Thank you for the bug report.
[2 Jul 2014 11:24] Daniel Price
The fix for "Bug #67718 InnoDB drastically under-fills pages in certain conditions" has been reverted due to a recently encountered regression. The fix does not appear in 5.6.20, as previously documented.
[2 Jul 2014 16:41] Jeremy Cole
Ouch. Thanks for the try anyway. Looking forward to seeing the patch in the future. :)
[14 Jul 2014 12:23] Daniel Price
The issue with the previous patch has been addressed. 

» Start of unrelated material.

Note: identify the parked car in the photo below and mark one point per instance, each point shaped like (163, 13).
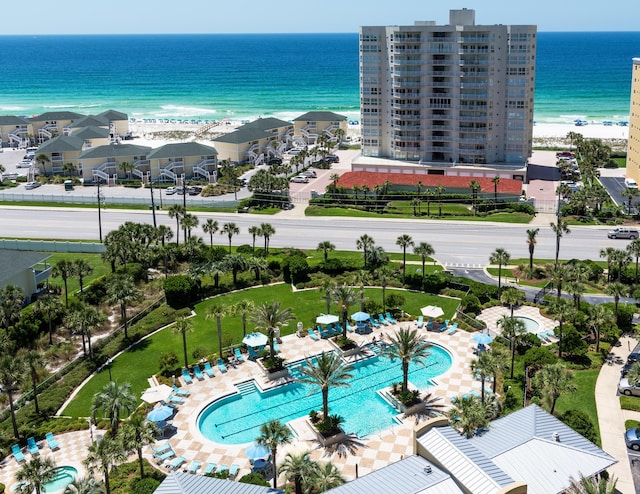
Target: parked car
(626, 388)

Fixed as of the upcoming 5.6.21, 5.7.5 release, and here's the changelog
entry:

Inserting a record into an "InnoDB" table with a key that falls between
the maximum key of a full page and the minimum key of the "next" page
could result in unnecessary page splits and under-filled pages. If the
insert point is at the end of a page, "InnoDB" now attempts to insert to
the next page before splitting the page.

Thank you for the bug report.
[7 Aug 2014 6:46] Laurynas Biveinis
$ bzr log -n0 -r 6008
------------------------------------------------------------
revno: 6008
committer: Yasufumi Kinoshita <yasufumi.kinoshita@oracle.com>
branch nick: mysql-5.6
timestamp: Fri 2014-06-20 08:48:48 +0200
message:
  Bug#15923864 : Bug#67718 : INNODB DRASTICALLY UNDER-FILLS PAGES IN CERTAIN CONDITIONS
  
  InnoDB should try to insert to the next page before split the page, if the insert record for split_and_insert is last of the page.
  
  Otherwise, the (reverse) sequential inserts to the middle of the index might cause 1 record per 1 page.
  
  Approved by Marko in rb#5563
[7 Aug 2014 6:58] Laurynas Biveinis
$ bzr log -n0 -r 6050
------------------------------------------------------------
revno: 6050
committer: Marko M?kel? <marko.makela@oracle.com>
branch nick: mysql-5.6.20-release
timestamp: Tue 2014-07-01 11:41:45 +0300
message:
  Revert Bug#15923864 fix (revno 6008) from MySQL 5.6.20.
[24 Sep 2014 17:15] Daniel Price
bzr log -n0 -r 6073
------------------------------------------------------------
revno: 6073
committer: Yasufumi Kinoshita <yasufumi.kinoshita@oracle.com>
branch nick: mysql-5.6
timestamp: Mon 2014-07-14 15:06:43 +0900
message:
  This is the second attempt to fix the bug
  
  Bug#15923864 : Bug#67718 : INNODB DRASTICALLY UNDER-FILLS PAGES IN CERTAIN CONDITIONS
  
  InnoDB should try to insert to the next page before split the page, if the insert record for split_and_insert is last of the page.
  
  Otherwise, the (reverse) sequential inserts to the middle of the index might cause 1 record per 1 page.
  
  -------
  The previous attempt had the bug and fixed already at this push.
  
  Bug#19045042 : ASSERT MACH_READ_FROM_8()==INDEX->ID RECV_RECOVERY_IS_ON() IS_INSIDE_IBUF()
  The new function btr_insert_into_right_sibling() misses to treat ibuf bitmap for the page which the record inserted.